Samstag, 9. Juli 2016

Die Elster



Das Kniffeligste an einem Wiedersehen ist doch der Moment, auf den wir nicht vorbereitet sind. Du weißt, dass diese Stadt mir gehört. Ich habe hier Heimvorteil. Und doch tauchst du gerade dann auf, wenn ich nicht vorbereitet bin. Wie auch. Ich habe dich hier nicht erwartet. Und du hast vielleicht doch einen kleinen Augenblick darüber nachgedacht, was passieren könnte, wenn du mir hier begegnest. Ich war ahnungslos. Du nicht.

In einer Ecke in meinem Zimmer, da steht ein Karton. Darin verwahre ich Erinnerungen. Als wir uns das letzte Mal sahen, hast du mir einen Briefumschlag zugesteckt. Ich habe die Zeilen erst später gelesen, die Hehlerware erst später entdeckt. Sie befinden sich im Karton. Und du befindest dich in meiner Stadt.
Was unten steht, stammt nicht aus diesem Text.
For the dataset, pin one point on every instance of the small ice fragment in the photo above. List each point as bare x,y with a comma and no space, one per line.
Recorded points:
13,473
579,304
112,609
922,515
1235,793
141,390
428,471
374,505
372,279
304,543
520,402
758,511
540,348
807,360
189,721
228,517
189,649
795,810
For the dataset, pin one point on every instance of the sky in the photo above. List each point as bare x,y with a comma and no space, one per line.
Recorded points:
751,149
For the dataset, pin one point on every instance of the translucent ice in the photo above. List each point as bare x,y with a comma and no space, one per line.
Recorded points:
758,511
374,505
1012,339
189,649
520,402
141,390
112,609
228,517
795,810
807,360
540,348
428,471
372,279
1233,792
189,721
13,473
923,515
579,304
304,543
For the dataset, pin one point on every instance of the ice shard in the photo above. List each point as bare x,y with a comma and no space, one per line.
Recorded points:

Es regnet seit Stunden, ich sitze unter der Markise, esse Eis und tue so als wäre es Sommer. Kaum Leute unterwegs. Wieso auch. Und dann du. Keine Kapuze, kein Regenschirm, blaue Steppjacke und einen Freund an deiner Seite. Duo infernale. Du drehst dich um. Siehst mich an. Wir grüßen uns in deinem Vorbeigehen mit einem Handzeichen. Und ich weiß nicht, ob du zu cool oder zu schüchtern bist, um stehen zu bleiben. Um irgendwas zu sagen. Während dein Kumpel erst dich, dann mich mustert. Fragend zu dir schaut. Und du in deiner Unsicherheit einfach weiter gehst.
Es gab eine Zeit, in der ich dir Sterne ins Gesicht gemalt habe und dir Tee ans Bett gebracht habe. Wir wissen beide, diese Zeit ist vorbei. Du kannst gehen, wohin du möchtest. Ich weiß. Und doch: Diese Stadt gehört mir.